Adults who want to sample wines pay $10 admission and receive a wine glass and six sampling tickets. Non-drinking adults pay $5 and kids under 12 are free with a paying adult.

Proceeds from the festival benefit Hereford Volunteer Fire Company and the Hereford Zone Business Association.

But sipping local wine is just one activity that attracts thousands of people to Hereford.

"The festival just keeps growing every year," said Tom Ruhl, a Hereford volunteer firefighter who has chaired every festival since the first in 1999. "Our original goal was to make money for the fire company, but we've built a lot of good associations over the years with the high school, community groups, churches and businesses.

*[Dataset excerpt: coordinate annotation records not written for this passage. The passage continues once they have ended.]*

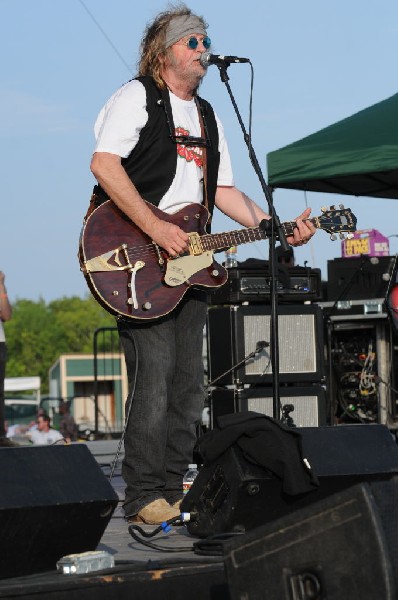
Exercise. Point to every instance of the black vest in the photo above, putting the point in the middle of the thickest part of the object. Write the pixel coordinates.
(153, 162)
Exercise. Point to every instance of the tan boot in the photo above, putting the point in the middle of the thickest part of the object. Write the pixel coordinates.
(155, 513)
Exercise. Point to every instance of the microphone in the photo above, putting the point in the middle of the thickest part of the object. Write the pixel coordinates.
(207, 59)
(261, 345)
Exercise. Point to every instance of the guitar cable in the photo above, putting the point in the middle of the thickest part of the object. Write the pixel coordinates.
(129, 403)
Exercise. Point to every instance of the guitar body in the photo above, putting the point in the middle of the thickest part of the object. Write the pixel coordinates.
(129, 275)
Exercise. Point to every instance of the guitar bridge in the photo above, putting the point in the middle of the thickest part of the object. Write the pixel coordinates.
(195, 244)
(103, 262)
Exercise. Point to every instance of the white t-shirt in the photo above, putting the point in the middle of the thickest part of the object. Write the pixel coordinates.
(42, 438)
(117, 131)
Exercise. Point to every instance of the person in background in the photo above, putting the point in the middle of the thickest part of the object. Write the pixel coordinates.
(5, 315)
(158, 143)
(67, 424)
(44, 434)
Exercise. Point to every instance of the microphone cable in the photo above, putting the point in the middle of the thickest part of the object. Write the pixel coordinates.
(129, 403)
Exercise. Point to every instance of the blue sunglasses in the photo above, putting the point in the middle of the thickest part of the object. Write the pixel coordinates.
(193, 42)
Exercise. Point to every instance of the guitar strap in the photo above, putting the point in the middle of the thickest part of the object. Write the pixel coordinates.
(204, 135)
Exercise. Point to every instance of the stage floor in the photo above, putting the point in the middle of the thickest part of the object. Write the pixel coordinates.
(168, 570)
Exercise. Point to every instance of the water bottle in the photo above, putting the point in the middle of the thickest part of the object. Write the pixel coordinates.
(231, 257)
(189, 478)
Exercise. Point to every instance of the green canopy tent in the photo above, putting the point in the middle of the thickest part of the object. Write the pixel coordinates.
(356, 156)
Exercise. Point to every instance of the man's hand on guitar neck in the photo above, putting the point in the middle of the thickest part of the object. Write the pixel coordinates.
(304, 231)
(168, 236)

We don't charge nonprofits for space, so it gives them a chance to have a lot of people pass by."

Ruhl estimated 10,000 people attended last year's two-day festival.

Festivalgoers will once again see some favorites — tractor-driven hay wagon rides, a moon bounce, games, a climbing wall, and helicopter tours of the Hereford Zone.

But organizers continue to come up with new activities to keep the festival fresh.

Free child ID program

This year's big draw will be a free service aimed at giving parents peace of mind. A child identification station will make CDs that contains information on each child, including a four-sided photo, digital fingerprints, voice-print, video, DNA swab and dental wafer for tooth impressions. Also included is child's name, address, height, weight, birthday, eye color, hair color, description of distinguishing marks, notes on health concerns and parental or guardian contact information.

The free ID program, MdChip (Maryland Child Identification & Protection Program), is sponsored by the Maryland Masonic Charities and being coordinated at the festival by Greg Hudnet and George Lang, members of the Masonic lodge in Freeland.

"The whole thing takes less than 10 minutes a child," Hudnet said. "We don't keep any records, so we urge parents to go home and make copies of the CD to keep in each car."

It will be easy to spot the ID program — just look for Hudnet's bright purple Ravens car and orange and black Oriole's car. He has restored a 1952 Buick in Ravens' colors and a 1941 Plymouth to honor the Orioles.

The Ravens car won't be there on Sunday, since Hudnet will take it to do some tailgating before the Raven's home game against Houston.

Another new feature this year gives people a chance to test drive snow blowers and yard tractors provided by Atlantic Tractor. They will be driven in an area previously used by the Racer's Edge for bicycle races. Andy Foard, of Valley View Farm, which owns the land where the bike racecourse was built, said he didn't want the course constructed this year.

On Sunday, Oct. 16, visitors get to see a unique car-crushing event. Ruhl's daughter, Brooke, 19, will drive a customized school bus called Higher Education over cars from Brown's Junkyard in White Hall.

Other demonstrations include chainsaw art and a portable foundry where knives will be made.

There are more than 60 vendors on hand to sell everything from jewelry and candles to handbags and used books.

There is plenty of food, including pit beef, crab cakes, fried chicken, pizza, hot dogs, hamburgers, pork barbecue, sandwiches, wraps and bison burgers. For the first time this year, steamed crabs are being sold. Ruhl said Uncle G's is providing crabs as well as picnic tables for the pickers.

Other tables will be set up under a tent sponsored by the Hereford Zone Business Association. Members have gathered together dozens of gift certificates and items for a Silent Auction and Basket Raffle.

Musical entertainment includes Green Branch, Ivy Mike and the Dalton Gang on Oct. 15; and Ashley Foster, the Front and RailAway on Oct. 16.